Then I got it. The big difference between communications and public affairs is that, when dealing with the former, everybody and his dog has an opinion. Everybody thinks they know enough about it; they think they know how to do it effectively i.e. they know what works and what does not. The only reason to hire an agency is to use the agency’s wo/men power. They want someone to implement their communications strategy rather than someone who might propose a different one, which is why they may become ‘difficult’ if you dare to make even the smallest suggestion or criticism.

Public affairs is a different story: senior consultants in public affairs agencies in Brussels have got not only the know-how but also the contacts. They can open doors, or certainly they claim they can, that for many corporate clients – especially non Europeans- are closed. But to open these doors for you, the agencies need to develop their own strategy – based on an expertise they assertively say is unique – and help you implement it. Maybe lobbyists are better at…lobbying for themselves!

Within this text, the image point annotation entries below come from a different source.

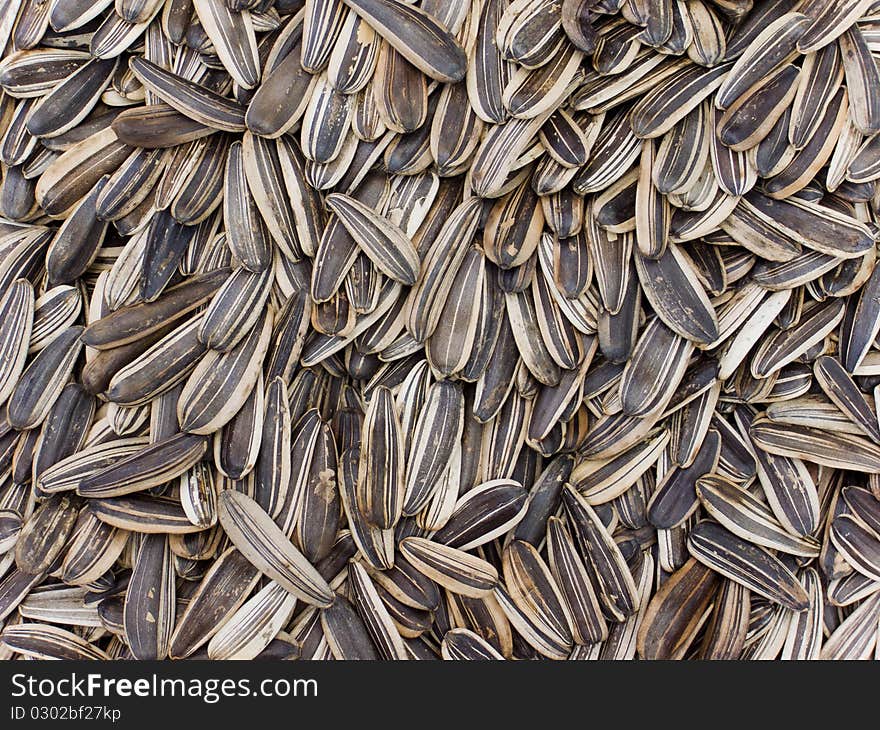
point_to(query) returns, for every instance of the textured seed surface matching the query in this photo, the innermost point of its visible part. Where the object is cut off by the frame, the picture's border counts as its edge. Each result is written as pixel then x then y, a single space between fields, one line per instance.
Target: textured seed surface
pixel 378 329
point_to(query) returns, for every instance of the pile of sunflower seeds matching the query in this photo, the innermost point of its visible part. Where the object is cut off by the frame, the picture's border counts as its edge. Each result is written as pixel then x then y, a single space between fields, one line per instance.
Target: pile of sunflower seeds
pixel 462 329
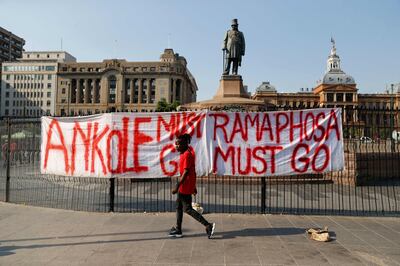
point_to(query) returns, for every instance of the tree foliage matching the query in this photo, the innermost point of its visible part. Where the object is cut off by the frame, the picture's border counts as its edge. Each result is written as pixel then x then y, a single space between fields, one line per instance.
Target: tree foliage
pixel 163 106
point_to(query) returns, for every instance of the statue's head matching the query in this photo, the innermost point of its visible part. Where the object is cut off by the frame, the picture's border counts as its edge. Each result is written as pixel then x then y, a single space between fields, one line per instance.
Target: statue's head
pixel 234 25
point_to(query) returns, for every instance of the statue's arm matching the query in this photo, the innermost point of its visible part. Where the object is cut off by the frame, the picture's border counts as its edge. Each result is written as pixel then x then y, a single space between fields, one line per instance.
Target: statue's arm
pixel 244 44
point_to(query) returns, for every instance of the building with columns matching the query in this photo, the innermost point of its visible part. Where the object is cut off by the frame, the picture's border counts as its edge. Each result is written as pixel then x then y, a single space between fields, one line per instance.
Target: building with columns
pixel 28 86
pixel 338 89
pixel 11 46
pixel 116 85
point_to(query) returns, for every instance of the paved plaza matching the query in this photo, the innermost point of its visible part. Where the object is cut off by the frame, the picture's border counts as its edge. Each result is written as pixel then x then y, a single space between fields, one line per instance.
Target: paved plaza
pixel 44 236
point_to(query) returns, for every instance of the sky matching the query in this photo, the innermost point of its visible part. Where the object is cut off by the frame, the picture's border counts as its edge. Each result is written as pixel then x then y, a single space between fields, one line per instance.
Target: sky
pixel 287 41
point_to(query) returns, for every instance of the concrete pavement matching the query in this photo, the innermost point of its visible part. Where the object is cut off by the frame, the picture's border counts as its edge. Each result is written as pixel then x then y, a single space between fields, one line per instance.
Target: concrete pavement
pixel 42 236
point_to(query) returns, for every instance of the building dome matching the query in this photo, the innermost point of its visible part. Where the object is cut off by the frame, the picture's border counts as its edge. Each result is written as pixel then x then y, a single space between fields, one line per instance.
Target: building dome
pixel 266 87
pixel 334 74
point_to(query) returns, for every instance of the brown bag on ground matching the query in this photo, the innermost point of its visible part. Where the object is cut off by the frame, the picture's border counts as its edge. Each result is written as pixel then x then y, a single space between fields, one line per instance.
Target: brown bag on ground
pixel 319 234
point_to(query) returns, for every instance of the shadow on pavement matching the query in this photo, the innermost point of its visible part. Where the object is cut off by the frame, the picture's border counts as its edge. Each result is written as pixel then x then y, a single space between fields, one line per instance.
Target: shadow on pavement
pixel 250 232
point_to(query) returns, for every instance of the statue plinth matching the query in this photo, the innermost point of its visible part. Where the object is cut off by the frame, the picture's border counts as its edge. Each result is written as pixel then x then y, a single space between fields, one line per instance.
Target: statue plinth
pixel 231 86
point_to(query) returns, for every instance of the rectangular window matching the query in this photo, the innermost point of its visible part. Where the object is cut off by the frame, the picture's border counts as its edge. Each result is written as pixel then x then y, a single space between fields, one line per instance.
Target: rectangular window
pixel 339 97
pixel 349 97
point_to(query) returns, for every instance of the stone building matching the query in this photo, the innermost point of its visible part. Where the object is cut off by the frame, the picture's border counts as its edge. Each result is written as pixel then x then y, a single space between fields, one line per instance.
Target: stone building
pixel 28 86
pixel 338 89
pixel 116 85
pixel 11 46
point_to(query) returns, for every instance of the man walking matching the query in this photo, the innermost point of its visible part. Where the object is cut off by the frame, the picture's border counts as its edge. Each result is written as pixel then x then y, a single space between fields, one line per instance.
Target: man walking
pixel 186 187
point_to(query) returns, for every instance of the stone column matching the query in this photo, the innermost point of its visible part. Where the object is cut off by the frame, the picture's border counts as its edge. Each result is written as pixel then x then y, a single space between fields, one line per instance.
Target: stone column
pixel 181 93
pixel 148 90
pixel 87 90
pixel 173 90
pixel 140 91
pixel 131 89
pixel 78 90
pixel 94 82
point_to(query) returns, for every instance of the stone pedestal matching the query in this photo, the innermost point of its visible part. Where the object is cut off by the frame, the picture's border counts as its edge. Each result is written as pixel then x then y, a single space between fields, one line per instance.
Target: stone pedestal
pixel 231 86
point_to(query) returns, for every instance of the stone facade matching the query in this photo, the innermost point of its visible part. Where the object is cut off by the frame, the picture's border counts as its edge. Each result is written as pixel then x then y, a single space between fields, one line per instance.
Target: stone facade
pixel 28 86
pixel 119 86
pixel 11 46
pixel 337 89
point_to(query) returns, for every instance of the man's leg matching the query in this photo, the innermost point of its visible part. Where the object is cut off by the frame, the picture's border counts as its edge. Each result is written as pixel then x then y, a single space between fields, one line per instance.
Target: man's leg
pixel 235 67
pixel 187 207
pixel 179 212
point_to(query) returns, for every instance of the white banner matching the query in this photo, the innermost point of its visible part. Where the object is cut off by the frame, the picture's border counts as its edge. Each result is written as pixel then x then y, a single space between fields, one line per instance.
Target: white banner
pixel 141 145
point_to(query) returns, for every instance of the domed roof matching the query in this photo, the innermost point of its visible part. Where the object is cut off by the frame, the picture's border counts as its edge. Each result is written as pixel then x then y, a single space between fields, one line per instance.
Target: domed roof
pixel 266 87
pixel 334 74
pixel 337 77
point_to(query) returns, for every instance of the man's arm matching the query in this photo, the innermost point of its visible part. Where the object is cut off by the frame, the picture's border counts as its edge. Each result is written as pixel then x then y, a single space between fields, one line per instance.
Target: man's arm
pixel 183 178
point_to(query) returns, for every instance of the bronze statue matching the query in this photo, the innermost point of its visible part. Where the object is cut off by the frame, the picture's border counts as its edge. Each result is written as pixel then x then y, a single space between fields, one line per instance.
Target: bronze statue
pixel 233 48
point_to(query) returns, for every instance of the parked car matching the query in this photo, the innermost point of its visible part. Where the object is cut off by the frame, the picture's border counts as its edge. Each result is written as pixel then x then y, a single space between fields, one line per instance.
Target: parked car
pixel 364 139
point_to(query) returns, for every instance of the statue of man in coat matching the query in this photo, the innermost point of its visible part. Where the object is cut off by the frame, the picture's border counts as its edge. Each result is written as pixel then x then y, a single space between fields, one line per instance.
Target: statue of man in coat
pixel 233 47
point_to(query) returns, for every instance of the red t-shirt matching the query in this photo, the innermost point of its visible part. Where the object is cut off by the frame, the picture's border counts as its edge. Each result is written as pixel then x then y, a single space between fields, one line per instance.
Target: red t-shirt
pixel 187 161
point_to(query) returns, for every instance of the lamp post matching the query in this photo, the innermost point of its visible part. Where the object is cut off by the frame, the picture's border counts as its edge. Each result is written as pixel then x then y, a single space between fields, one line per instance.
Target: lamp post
pixel 392 147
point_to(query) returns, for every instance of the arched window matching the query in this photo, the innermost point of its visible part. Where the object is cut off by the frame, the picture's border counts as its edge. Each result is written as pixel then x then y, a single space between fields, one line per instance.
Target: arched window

But I actually think it is more than that. This idea that everyone knows about communications is probably at the heart of a key problem in this city and it has permeated everything. I remember a very senior colleague in my office, when asked why there wasn’t more time – which obviously meant more money – spent on learning about digital communications saying: ‘We all know about digital communications: we all Tweet!’ No further questions, Your Honour.

The reasoning, following almost an Aristotelian logic, goes like this:

“I know how to communicate, hence I do not need any help. If I know, everyone else knows as well, which means that in the end communications is not that important or rewarding”.

The consequences are pretty obvious: in agencies, the communications teams are squeezed, overworked – as their budgets tend to be smaller- and very often demotivated; in the corporate world, companies that cannot or will not afford an agency, will use their communications people mostly as press officers; and in the institutions, as communications is totally undervalued, when there is the need to get rid of someone that is not that good, he or she will be ‘promoted’ to a post in communications.

The results are painfully clear: the material coming out of public affairs agencies is often mediocre, not to talk about the material coming out of the institutions. And wouldn’t some Commissioners – not to name names – have benefitted from investing more time in developing a communications strategy and then sticking to it? I remember asking this exact question to a senior member of Cabinet and was told that the Commissioner in question had to deal with too many things and had to prioritise! There you go!

I understand that Brussels is, to most agencies, quintessentially a lobbying town. But what I find striking is the inability to see that lobbying and communications are two different aspects of the same thing: what else is lobbying (in the good sense of the word) if not communicating your point of view in such a convincing way that it will influence the legislation you are concerned about? Using ALL the tools at your disposal, not only increases your effectiveness but also makes you more transparent hence less subject to criticism. And even talking about the institutions one could use a similar argument: the positive effects of all that the EU does or claims to do are lost on the majority of people because nobody has bothered communicating it in a decent way.

To be fair, some consultants and some EU officials have understood this a long time ago. They attach a central importance to communications and try to do what they can, to spread the word. But in my conversations with them, I have sensed a deep frustration every time I mention this issue which shows that there is still a long way to go.

In the end, it is difficult to change the shape of a bubble without bursting it, which is why for many in Brussels it is probably better if things stay this way.